Os cartões de crédito e débito, cujo mercado passa por reformulação devido ao fim da exclusividade das bandeiras Visa e Mastercard, viraram um dos negócios mais lucrativos e de maior expansão dos bancos.
No ano de crédito fraco, os principais bancos brasileiros conseguiram faturar alto com cartões, o meio de pagamento que cresce 20% ao ano e absorve as transações feitas antes por cheques e dinheiro.
Só com serviços envolvendo cartões, como anuidades e percentual das transações, os quatro maiores bancos brasileiros -Banco do Brasil, Itaú Unibanco, Bradesco e Santander- faturaram R$ 12,8 bilhões em 2009, volume 43,8% maior do que no ano anterior.
A participação dos cartões no total da receita de serviços desses bancos também saltou de 21,9% para 31% em um ano.
Os cartões envolvem uma gama diversificada de fontes de receita para os bancos: tarifas de anuidade, comissão das transações, processamento de dados, operações de crédito rotativo e adiantamento ao lojista de compras parceladas.
Para os bancos, o aumento das receitas com cartões decorre de duas forças: crescimento da base de clientes e aumento das transações via cartões.
No Brasil, os cartões são hoje o meio de pagamento de 25% das transações de consumo. Até 2019, a expectativa é que processem 43% do consumo no Brasil. Nos EUA, 48% do consumo passa pelo cartão.

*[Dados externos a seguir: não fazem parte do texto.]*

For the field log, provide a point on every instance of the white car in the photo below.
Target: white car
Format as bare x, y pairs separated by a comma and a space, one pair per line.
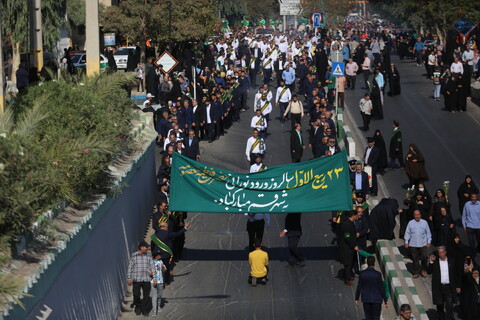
121, 56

Sem dúvida o cartão de crédito e débito virou o principal instrumento da bancarização brasileira, que ganhou um apelo adicional durante a crise por minimizar os riscos de inadimplência. É o produto que tem o maior apelo para quem está entrando no sistema, agregando serviços e prestígio, mostrando que a pessoa tem crédito na praça.